Local and national experts say hospitalizations are expected to go up in the immediate short term. Dr. Anthony Fauci, the director of the National Institute of Allergy and Infectious Diseases, warned of a "surge upon a surge" with the holiday season here. He means that cases that spread at Thanksgiving can turn into cases that spread at holiday seasonal gatherings in December.
"(Hospitals are) fully expecting this surge will continue and it will get worse before it will get better," said Bacci.
WHAT THE COMMUNITY CAN DO
Hospital administrators say that now isn't a time to be fatalistic and assume that the numbers will just automatically go up.

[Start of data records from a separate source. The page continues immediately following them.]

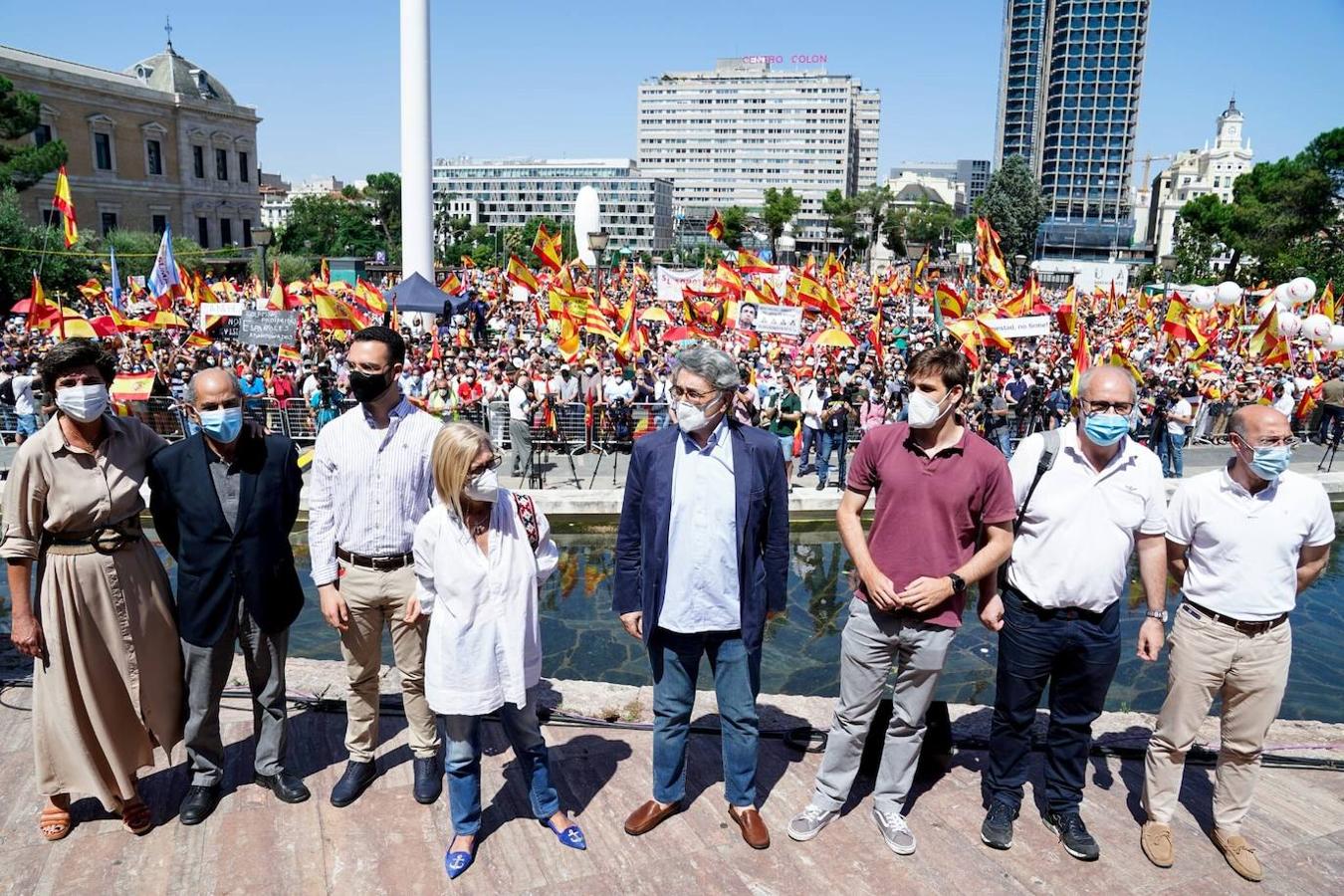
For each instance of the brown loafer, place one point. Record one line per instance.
(753, 826)
(648, 817)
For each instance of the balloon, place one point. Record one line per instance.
(1228, 293)
(1316, 328)
(1202, 299)
(1300, 289)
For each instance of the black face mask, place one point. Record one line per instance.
(368, 387)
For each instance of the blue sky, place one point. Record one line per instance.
(510, 80)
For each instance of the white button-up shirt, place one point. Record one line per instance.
(484, 646)
(1243, 549)
(1078, 534)
(369, 487)
(702, 591)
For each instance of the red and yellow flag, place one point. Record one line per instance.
(66, 206)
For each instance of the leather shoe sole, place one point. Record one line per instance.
(648, 817)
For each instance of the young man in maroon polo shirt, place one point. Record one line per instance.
(938, 487)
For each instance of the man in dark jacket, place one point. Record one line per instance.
(223, 503)
(701, 565)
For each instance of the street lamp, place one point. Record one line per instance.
(261, 237)
(597, 243)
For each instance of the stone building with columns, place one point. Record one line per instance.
(160, 142)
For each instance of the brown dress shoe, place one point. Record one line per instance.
(753, 826)
(648, 817)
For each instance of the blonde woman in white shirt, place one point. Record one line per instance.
(480, 558)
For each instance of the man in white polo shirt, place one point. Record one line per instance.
(1242, 543)
(1058, 617)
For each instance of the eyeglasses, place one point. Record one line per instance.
(494, 464)
(691, 394)
(1124, 408)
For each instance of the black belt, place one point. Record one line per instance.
(1244, 626)
(1060, 612)
(386, 561)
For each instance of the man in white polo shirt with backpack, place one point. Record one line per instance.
(1242, 543)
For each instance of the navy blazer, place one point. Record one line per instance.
(763, 516)
(218, 565)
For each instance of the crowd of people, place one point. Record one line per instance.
(411, 533)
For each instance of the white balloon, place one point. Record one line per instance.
(1316, 328)
(1301, 289)
(1228, 293)
(1202, 299)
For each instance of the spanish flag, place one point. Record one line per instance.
(521, 276)
(715, 227)
(66, 206)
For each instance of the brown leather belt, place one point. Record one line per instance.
(1240, 625)
(380, 563)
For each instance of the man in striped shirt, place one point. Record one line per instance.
(371, 484)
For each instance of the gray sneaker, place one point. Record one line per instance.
(895, 831)
(809, 822)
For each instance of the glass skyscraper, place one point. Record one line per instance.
(1068, 104)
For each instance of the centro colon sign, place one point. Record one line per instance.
(794, 58)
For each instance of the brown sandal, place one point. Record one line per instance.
(54, 823)
(136, 817)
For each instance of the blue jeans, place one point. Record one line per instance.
(1077, 658)
(737, 680)
(1174, 446)
(830, 442)
(463, 764)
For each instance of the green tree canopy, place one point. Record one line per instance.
(23, 164)
(1013, 206)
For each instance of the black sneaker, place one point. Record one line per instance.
(1071, 831)
(997, 831)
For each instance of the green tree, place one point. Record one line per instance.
(779, 210)
(1013, 206)
(22, 164)
(734, 226)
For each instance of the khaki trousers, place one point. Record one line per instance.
(1250, 673)
(376, 600)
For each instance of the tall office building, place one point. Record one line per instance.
(725, 135)
(1070, 77)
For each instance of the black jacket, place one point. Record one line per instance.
(217, 565)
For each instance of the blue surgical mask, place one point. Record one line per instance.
(223, 425)
(1105, 429)
(1270, 462)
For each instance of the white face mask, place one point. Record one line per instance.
(484, 487)
(924, 411)
(84, 403)
(691, 418)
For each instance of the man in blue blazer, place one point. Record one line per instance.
(701, 565)
(225, 501)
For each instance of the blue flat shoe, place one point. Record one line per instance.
(571, 835)
(457, 862)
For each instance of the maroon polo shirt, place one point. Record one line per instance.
(929, 511)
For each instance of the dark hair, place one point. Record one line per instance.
(388, 337)
(947, 362)
(72, 353)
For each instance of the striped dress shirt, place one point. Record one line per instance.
(369, 487)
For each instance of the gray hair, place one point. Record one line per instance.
(711, 364)
(233, 380)
(1090, 373)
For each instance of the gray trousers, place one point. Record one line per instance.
(207, 672)
(871, 645)
(521, 437)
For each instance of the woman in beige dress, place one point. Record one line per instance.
(108, 676)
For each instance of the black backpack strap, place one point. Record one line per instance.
(527, 515)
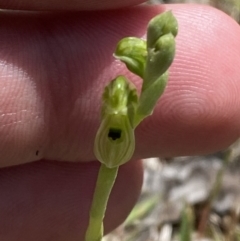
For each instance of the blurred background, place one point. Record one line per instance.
(188, 198)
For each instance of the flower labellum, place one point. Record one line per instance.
(115, 142)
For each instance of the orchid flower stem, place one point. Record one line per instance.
(105, 181)
(123, 109)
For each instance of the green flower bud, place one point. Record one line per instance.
(160, 25)
(159, 59)
(149, 98)
(115, 142)
(133, 52)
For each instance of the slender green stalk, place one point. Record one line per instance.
(105, 181)
(123, 109)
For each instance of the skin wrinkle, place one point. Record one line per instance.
(60, 88)
(161, 134)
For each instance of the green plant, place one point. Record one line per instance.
(123, 110)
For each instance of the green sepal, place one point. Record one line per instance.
(133, 52)
(115, 142)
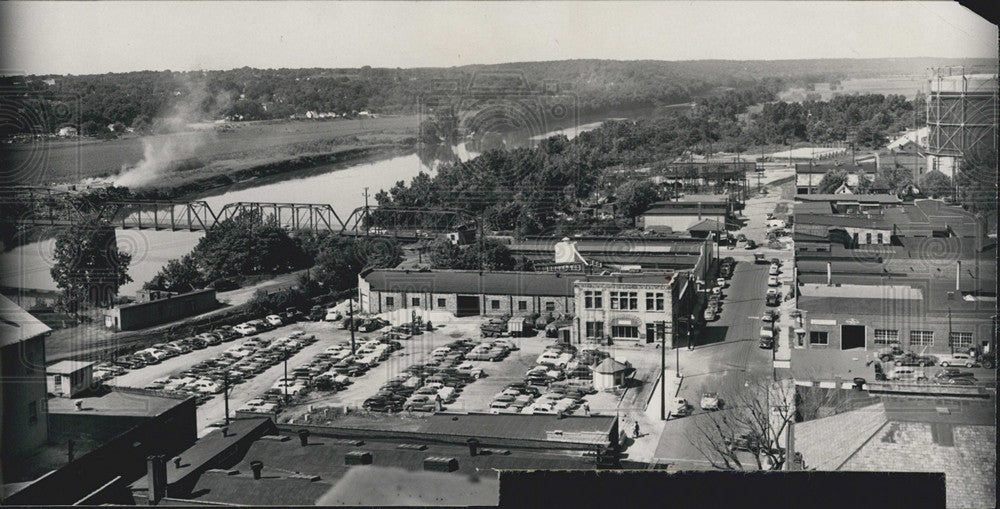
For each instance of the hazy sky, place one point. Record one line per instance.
(97, 37)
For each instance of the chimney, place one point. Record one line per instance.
(156, 477)
(958, 275)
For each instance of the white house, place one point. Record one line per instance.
(68, 378)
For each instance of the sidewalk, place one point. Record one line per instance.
(650, 425)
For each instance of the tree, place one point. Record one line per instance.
(634, 197)
(89, 268)
(935, 184)
(750, 425)
(831, 181)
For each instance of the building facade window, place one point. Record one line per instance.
(654, 302)
(819, 338)
(624, 331)
(921, 337)
(592, 300)
(961, 340)
(624, 300)
(886, 336)
(595, 329)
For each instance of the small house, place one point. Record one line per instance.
(609, 374)
(66, 379)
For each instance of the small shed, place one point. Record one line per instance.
(66, 379)
(609, 374)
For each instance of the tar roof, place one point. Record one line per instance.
(66, 367)
(532, 427)
(116, 403)
(16, 324)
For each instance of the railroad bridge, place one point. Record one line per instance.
(33, 206)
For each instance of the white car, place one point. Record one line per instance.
(245, 329)
(957, 359)
(710, 401)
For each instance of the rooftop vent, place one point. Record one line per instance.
(440, 464)
(358, 458)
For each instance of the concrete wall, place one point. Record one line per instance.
(23, 384)
(139, 316)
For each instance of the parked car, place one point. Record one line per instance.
(680, 408)
(245, 329)
(710, 401)
(906, 373)
(957, 359)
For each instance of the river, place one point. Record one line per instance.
(344, 188)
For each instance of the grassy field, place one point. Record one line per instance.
(58, 162)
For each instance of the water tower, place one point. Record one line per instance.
(961, 116)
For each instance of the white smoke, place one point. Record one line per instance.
(159, 151)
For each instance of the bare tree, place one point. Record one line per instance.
(749, 428)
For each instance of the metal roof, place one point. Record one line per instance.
(18, 325)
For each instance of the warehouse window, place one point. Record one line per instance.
(961, 340)
(886, 336)
(921, 338)
(592, 300)
(819, 338)
(654, 302)
(595, 329)
(625, 331)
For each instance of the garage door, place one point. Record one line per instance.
(852, 336)
(468, 305)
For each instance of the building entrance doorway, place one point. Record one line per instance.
(467, 305)
(852, 336)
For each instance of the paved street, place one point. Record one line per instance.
(726, 355)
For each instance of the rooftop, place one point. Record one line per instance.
(67, 367)
(859, 198)
(16, 324)
(116, 403)
(530, 427)
(950, 435)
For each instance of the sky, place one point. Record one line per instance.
(98, 37)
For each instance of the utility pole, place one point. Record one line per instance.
(350, 326)
(225, 392)
(663, 370)
(367, 216)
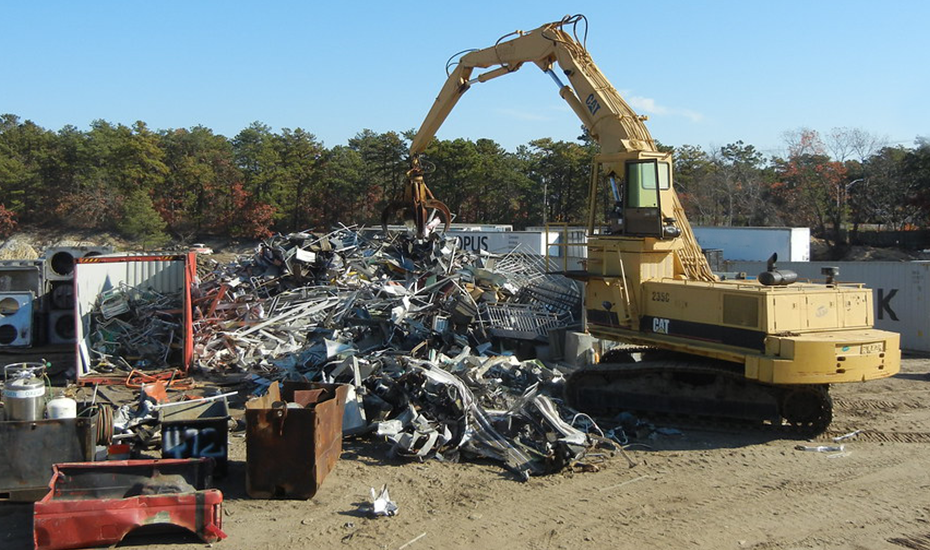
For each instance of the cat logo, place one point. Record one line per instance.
(660, 326)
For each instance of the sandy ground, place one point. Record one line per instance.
(700, 489)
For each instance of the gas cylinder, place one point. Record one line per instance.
(24, 391)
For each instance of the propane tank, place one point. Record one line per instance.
(24, 391)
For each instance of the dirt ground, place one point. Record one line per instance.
(699, 489)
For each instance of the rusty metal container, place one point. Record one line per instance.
(293, 439)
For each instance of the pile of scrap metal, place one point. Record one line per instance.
(271, 313)
(422, 331)
(135, 329)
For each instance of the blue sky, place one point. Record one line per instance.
(707, 72)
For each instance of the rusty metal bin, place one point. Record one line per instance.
(293, 439)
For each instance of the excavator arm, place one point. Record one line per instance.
(604, 113)
(622, 136)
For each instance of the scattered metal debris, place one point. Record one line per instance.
(381, 503)
(820, 448)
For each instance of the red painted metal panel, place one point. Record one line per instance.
(98, 503)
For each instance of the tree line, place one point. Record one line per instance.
(182, 183)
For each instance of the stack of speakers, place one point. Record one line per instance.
(58, 296)
(20, 286)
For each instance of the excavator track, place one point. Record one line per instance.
(689, 390)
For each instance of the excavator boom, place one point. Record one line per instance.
(763, 350)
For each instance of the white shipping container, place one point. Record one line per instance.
(792, 244)
(502, 242)
(900, 292)
(160, 273)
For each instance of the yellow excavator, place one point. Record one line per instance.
(762, 351)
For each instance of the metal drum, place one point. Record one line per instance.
(24, 391)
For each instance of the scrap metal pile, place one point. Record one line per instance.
(421, 330)
(135, 329)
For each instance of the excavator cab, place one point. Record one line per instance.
(638, 211)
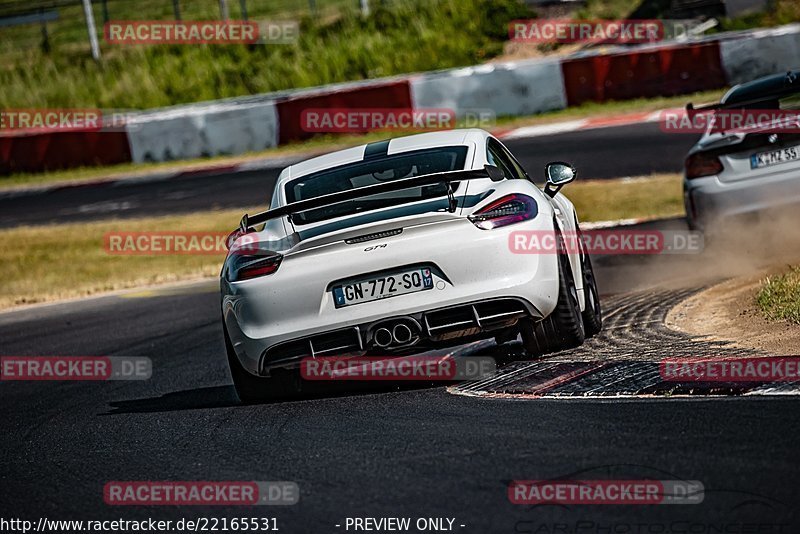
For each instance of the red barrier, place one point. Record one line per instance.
(664, 71)
(37, 152)
(390, 95)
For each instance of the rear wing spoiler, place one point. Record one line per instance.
(446, 178)
(789, 87)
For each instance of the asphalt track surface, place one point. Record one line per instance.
(633, 150)
(390, 451)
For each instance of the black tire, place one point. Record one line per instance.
(253, 389)
(563, 329)
(592, 312)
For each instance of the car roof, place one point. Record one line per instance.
(762, 86)
(387, 147)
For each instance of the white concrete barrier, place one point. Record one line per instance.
(750, 55)
(514, 88)
(194, 131)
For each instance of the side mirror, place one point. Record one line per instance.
(495, 173)
(558, 174)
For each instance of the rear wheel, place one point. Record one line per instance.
(254, 389)
(592, 314)
(563, 329)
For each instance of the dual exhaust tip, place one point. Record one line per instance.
(395, 335)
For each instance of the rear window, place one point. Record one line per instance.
(370, 172)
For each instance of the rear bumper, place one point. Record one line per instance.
(431, 329)
(270, 320)
(711, 202)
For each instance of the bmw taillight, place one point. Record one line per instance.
(700, 164)
(244, 267)
(509, 209)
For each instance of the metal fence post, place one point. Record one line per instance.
(87, 11)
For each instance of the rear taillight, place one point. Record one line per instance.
(509, 209)
(700, 164)
(247, 267)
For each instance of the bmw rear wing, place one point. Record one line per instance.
(446, 178)
(788, 86)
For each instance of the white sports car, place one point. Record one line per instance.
(399, 247)
(747, 174)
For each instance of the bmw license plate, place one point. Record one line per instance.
(381, 287)
(775, 157)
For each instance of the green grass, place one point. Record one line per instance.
(779, 296)
(327, 143)
(399, 36)
(780, 12)
(45, 263)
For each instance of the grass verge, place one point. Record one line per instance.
(328, 143)
(46, 263)
(779, 296)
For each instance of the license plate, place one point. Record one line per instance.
(381, 287)
(774, 157)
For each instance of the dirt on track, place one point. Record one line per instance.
(728, 312)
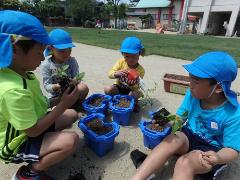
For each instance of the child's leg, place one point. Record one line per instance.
(136, 95)
(56, 146)
(172, 144)
(111, 90)
(83, 89)
(189, 165)
(66, 119)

"We have the ability to bend the curve and get back down," said Bacci. "There doesn’t have to be a Christmas curve coming."
Church knows that many in the community know the basics of bending the curve. They've learned to avoid big get-togethers that become superspreader events. But she says that many still want to hang out in small groups, and these "living room events" can spell trouble, too.
"You start out with good intentions, then you start to laugh," she said. "You get closer and closer and closer."
When a lot of people in the community who mean well are doing this, the virus can still spread rapidly. She knows it's hard, but she discourages people from holding these kinds of events with others from outside their household.
Now that coronavirus cases are starting to tick up in the hospital, Judd also encourages residents to rethink other behaviors that might land them in the hospital. Bending the virus curve is key, but so is driving safely. When ICU beds are low, that will impact both trauma victims and the most severely impacted COVID patients.
Tackling demand for hospital beds at the community level is key, but Bacci said that no matter what happens, local hospitals are doing their best to meet the demands in the community.
“There are thousands of people in Bakersfield and Kern County doing everything they can to make sure that we’re all able to go on,” Bacci said. “This is not the way any of them would choose for it to happen but they’re meeting the occasion.”